Galapagos, noi a casa loro
Scesa la scala dell’aereo raggiungiamo il desk dove espletare le formalità d’entrata per poi dirigerci verso l’area bagagli. Qui ci viene chiesto di non oltrepassare la linea gialla tracciata in terra che ci divide dai nastri trasportatori, almeno fino a quando il responsabile non avrà dato il permesso. Si sollevano le due piccole saracinesche cigolanti e iniziano a comparire valige, zaini, borsoni scatole etc. Qualcuno tenta uno scatto dopo aver riconosciuto ciò che gli appartiene, ma viene congelato dal suono assordante di un fischietto. In quel momento da un muretto spuntano le orecchie di due cani in divisa, un pastore tedesco e un labrador. Dopo esser stati liberati saltano sui bagagli e iniziano a correre freneticamente avanti e indietro annusandoli uno ad uno. Qualcuno dei presenti ride, qualcun’atro accenna a una smorfia. Li calpestano tutti allo stesso modo, dalle Louis Vuitton di un’elegante coppia vicino a me, che non esita a dimostrare un certo disappunto, ai borsoni multicolor in plastica, chiusi con uno spago, di chi sta tornando a casa dopo aver fatto compere a Guayaquil. Il labrador si sofferma su una borsa grigia, poi una nera e infine una valigia scura. Anche il suo compagno sembra aver trovato qualcosa di interessante in altrettanti bagagli che vengono messi da parte dal personale per essere esaminati. Sulle isole è vietato importare alcun tipo di cibo fresco, tantomeno semi o alcunché di organico. Anche le suole delle scarpe dei visitatori vengono controllate per evitare che trasportino qualche “ricordino” calpestato sulla terra ferma, dove potrebbero annidarsi sostanze contaminatrici.
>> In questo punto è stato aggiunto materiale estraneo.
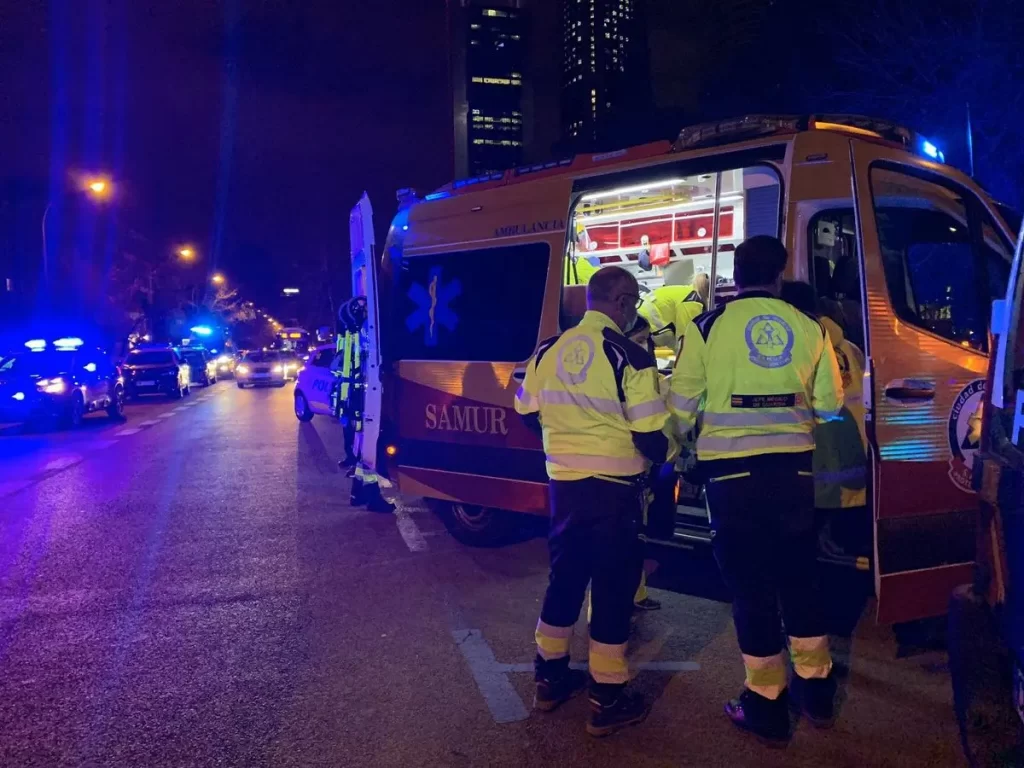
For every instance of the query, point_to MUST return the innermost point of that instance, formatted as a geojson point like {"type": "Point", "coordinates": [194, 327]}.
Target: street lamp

La coppia di dipendenti aeroportuali a quattro zampe torna ai rispettivi padroni, mentre il responsabile invita i viaggiatori ad avvicinarsi ai nastri trasportatori. Con scatto da centometrista ed evidente stato d’ansia, qualcuno si getta sul proprio bagaglio come per scongiurare il rischio di un doloroso distacco.
Iniziano così i viaggi alle Galapagos, con gli esseri umani messi in riga da due professionali quadrupedi (seppur non propriamente autoctoni) che senza fare alcuna distinzione di provenienza, religione, colore, sesso, stato sociale e aspetto fisico, decreteranno “chi si e chi no”. Da questo momento ogni spostamento e attività dei visitatori saranno subordinati alle esigenze, e a volte anche solo alle volontà, degli abitanti naturali delle isole. Si invertono così ruoli e rapporti che siamo soliti imporre con arroganza nei confronti delle rimanenti specie animali.
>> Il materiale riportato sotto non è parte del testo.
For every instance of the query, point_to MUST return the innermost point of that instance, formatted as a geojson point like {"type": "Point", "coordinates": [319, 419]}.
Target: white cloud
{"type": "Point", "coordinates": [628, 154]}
Senza offrire possibilità di alternativa, anche il primo trasferimento dall’aeroporto, affidato a un bus non propriamente di prima classe, mantiene azzerata ogni differenza tra le fasce sociali dei turisti. Per ottimizzare il trasporto, ridurre il numero delle corse e di conseguenza l’inquinamento dell’aria, nessun sedile viene lasciato vuoto. Ci dirigiamo verso l’imbarco per l’isola di Santa Cruz, tutti piuttosto stipati e con i bagagli a mano poggiati sulle gambe. Percorsi un paio di chilometri l’autista si ferma in mezzo al nulla. Dal fondo del bus si vedono le teste dei passeggeri voltarsi nervosamente a destra e sinistra come passeri in inverno in cerca di cibo. Ci chiediamo cosa stia accadendo, per quale ragione non avanziamo. La piacevole signora locale che chiacchiera in piedi al lato dell’autista (situazione comune a ogni bus e in tutti i paesi del mondo) dice ad alta voce: “hay una iguana en la calle!” (c’è un’iguana in strada!). Lunga più di un metro, gialla e dall’incedere imperturbabile, avanza sull’asfalto fino a raggiungere il versante opposto. L’autista rimette in moto e parte, mentre tutti passeggeri si accalcano ai finestrini per immortalare la scena. Ma il rettile decide di deludere i nuovo arrivati nascondendosi dietro a un ciuffo d’erba, lasciando in mostra solo estremità della coda.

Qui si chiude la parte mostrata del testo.